It results in syllabuses including subjects that are delivered when circumstances allow rather than in a strategically planned order - and often to students who lack prerequisite knowledge, says Felix Redmill.
Although teaching is based on imparting knowledge, we need to plan its delivery so that it facilitates both further learning and the development of persons, personalities, and professionalism. This requires strategic planning.
We should consider what we want our software engineering students - and engineers - to Be as well as what we want them to Know. The answers depend on their stage of development.
It is possible to identify three roles that engineering graduates are expected to fulfil - competent technician, responsible engineer, and professional engineer - and these can form the basis of a strategically planned curriculum.
To be a technician, a student or graduate must possess the skills and knowledge to do things, in the field and in the laboratory. To be a responsible engineer the graduate must have superior knowledge, at least in a particular field, and be capable of accepting responsibility, exerting authority, and making decisions.

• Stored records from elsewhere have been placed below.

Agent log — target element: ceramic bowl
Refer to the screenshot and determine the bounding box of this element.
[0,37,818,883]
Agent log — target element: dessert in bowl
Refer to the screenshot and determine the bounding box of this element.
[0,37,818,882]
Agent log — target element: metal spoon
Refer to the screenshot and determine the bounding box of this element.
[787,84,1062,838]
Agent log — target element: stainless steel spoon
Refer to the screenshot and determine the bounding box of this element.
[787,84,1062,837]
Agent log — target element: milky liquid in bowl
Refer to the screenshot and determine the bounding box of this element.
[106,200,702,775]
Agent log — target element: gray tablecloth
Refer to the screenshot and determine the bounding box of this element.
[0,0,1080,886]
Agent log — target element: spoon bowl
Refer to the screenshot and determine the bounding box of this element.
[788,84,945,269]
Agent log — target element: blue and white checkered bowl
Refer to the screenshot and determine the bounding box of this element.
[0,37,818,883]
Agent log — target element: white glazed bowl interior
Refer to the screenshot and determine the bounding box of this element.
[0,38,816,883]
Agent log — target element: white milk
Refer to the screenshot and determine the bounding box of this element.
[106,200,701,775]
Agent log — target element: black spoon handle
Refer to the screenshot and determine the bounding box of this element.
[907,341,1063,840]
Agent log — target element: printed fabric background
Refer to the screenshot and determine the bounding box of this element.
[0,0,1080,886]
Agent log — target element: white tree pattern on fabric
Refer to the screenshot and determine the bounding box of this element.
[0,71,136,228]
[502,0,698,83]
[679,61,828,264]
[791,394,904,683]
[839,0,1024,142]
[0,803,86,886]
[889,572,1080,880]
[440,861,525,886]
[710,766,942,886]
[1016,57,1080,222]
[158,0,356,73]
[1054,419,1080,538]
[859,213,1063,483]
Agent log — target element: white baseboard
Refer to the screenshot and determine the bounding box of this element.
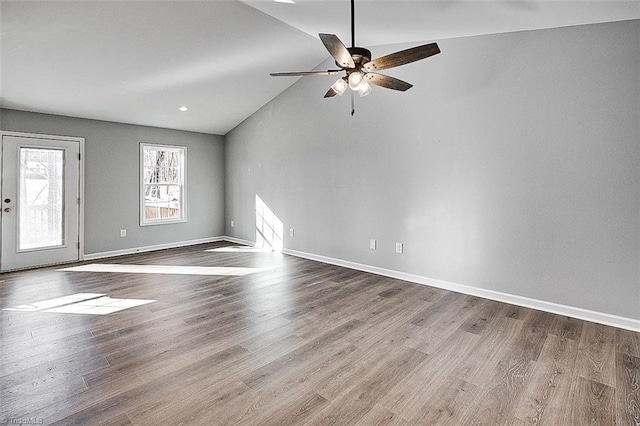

To be a professional engineer, the graduate must, in addition to fulfilling the former two roles, adhere to high standards of integrity and behaviour, be able to manage higher levels of responsibility and authority, be ethically aware, and be capable of understanding the relevance of their work in a broad social and political context.
Although new graduates are not considered to be Professionals (with a capital 'P'), they are expected to be professional - for example, in their judgement and behaviour. Yet in our curriculum it is unusual to groom students in professionalism.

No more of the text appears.